A good first step is to first  recognize the vastly different styles  and try to figure out all those ‘inside jokes’.

Then the question is how to engage with them without coming out looking a fool, or at least aim to appear an affable fool.

(BTW – Mashable published a good post regarding this subject yesterday which I suggest you read: http://mashable.com/2011/10/01/blogger-outreach-tips/ )

Blogher 2011, meeting LOTS of amazing bloggers

 

I started writing this post as I began sending out emails to blogs about Vikido (and I used my experience from the time I worked with Wix.com).  It was all written and edited recently, all the while continuing to send and respond to letters, to talk and to put up posts, to write about ourselves and ignore ourselves. I waited before putting up this post out of a fear that this ‘logic’ will turn out to be a great disappointment. To my relief, after a few classic marketing letters, responses began to trickle in. I then decided that, if I believe in something, I should trust it – a lesson for me as well as for all who read this post.

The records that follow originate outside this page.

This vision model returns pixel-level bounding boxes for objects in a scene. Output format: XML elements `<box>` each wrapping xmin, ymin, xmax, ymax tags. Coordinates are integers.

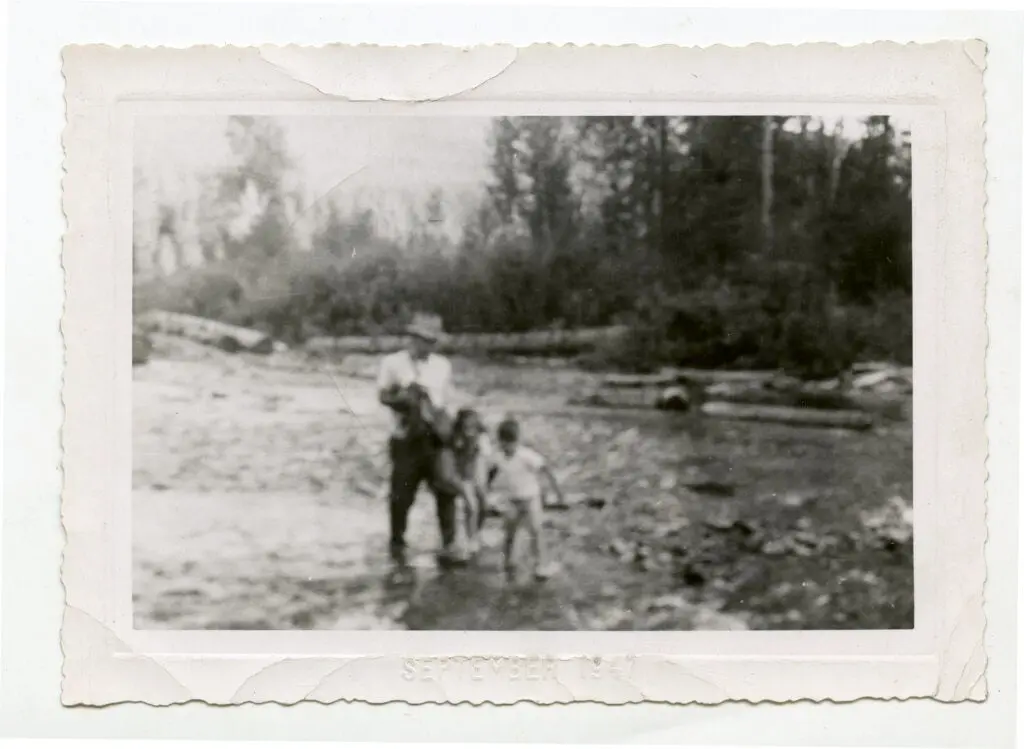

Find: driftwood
<box><xmin>706</xmin><ymin>386</ymin><xmax>860</xmax><ymax>411</ymax></box>
<box><xmin>305</xmin><ymin>326</ymin><xmax>629</xmax><ymax>357</ymax></box>
<box><xmin>601</xmin><ymin>369</ymin><xmax>779</xmax><ymax>389</ymax></box>
<box><xmin>700</xmin><ymin>401</ymin><xmax>874</xmax><ymax>429</ymax></box>
<box><xmin>138</xmin><ymin>309</ymin><xmax>274</xmax><ymax>353</ymax></box>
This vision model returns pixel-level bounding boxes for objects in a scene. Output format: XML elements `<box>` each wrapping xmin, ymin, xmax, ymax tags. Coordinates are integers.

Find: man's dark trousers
<box><xmin>390</xmin><ymin>436</ymin><xmax>459</xmax><ymax>554</ymax></box>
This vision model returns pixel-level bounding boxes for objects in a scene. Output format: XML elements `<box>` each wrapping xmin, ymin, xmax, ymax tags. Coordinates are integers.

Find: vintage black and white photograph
<box><xmin>131</xmin><ymin>112</ymin><xmax>914</xmax><ymax>631</ymax></box>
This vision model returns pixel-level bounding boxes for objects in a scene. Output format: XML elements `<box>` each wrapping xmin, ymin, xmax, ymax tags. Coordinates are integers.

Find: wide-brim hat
<box><xmin>406</xmin><ymin>314</ymin><xmax>444</xmax><ymax>342</ymax></box>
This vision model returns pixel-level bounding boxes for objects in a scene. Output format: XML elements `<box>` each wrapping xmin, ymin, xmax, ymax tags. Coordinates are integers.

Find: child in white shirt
<box><xmin>489</xmin><ymin>419</ymin><xmax>562</xmax><ymax>580</ymax></box>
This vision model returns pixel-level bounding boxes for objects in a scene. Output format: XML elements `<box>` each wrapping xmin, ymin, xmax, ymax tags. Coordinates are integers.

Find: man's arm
<box><xmin>377</xmin><ymin>358</ymin><xmax>409</xmax><ymax>413</ymax></box>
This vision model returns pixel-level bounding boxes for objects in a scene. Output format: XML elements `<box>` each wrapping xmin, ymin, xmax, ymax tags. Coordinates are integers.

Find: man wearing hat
<box><xmin>378</xmin><ymin>315</ymin><xmax>465</xmax><ymax>563</ymax></box>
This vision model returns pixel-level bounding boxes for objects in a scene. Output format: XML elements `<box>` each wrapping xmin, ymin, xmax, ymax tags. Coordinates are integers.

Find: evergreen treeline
<box><xmin>137</xmin><ymin>117</ymin><xmax>911</xmax><ymax>375</ymax></box>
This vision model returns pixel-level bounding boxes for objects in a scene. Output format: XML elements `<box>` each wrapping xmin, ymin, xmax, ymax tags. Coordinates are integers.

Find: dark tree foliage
<box><xmin>151</xmin><ymin>117</ymin><xmax>911</xmax><ymax>376</ymax></box>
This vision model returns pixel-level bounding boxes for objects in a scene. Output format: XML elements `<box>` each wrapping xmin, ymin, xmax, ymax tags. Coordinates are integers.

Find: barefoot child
<box><xmin>490</xmin><ymin>419</ymin><xmax>562</xmax><ymax>580</ymax></box>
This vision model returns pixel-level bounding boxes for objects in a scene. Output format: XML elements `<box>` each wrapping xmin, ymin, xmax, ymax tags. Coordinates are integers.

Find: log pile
<box><xmin>305</xmin><ymin>326</ymin><xmax>629</xmax><ymax>357</ymax></box>
<box><xmin>136</xmin><ymin>309</ymin><xmax>278</xmax><ymax>353</ymax></box>
<box><xmin>570</xmin><ymin>363</ymin><xmax>913</xmax><ymax>429</ymax></box>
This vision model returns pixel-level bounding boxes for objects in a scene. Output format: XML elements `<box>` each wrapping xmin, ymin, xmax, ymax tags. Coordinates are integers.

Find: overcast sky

Here’s a general rule of thumb to remember: the blogger who is writing is a human being and the dialectic rules that I lay out below are theoretically interesting, and logically sound. That said, each blogger could be a particularly irritating individual (or not a “human being” at all) so, in each and every case, take it all with a grain of salt… :-)

1. Try to know, more than loosely speaking, what you are talking about, sending emails in a production line method will bring, in the best case scenario, to failure and a global scandal in the worst case. Send only things you can stand behind them later.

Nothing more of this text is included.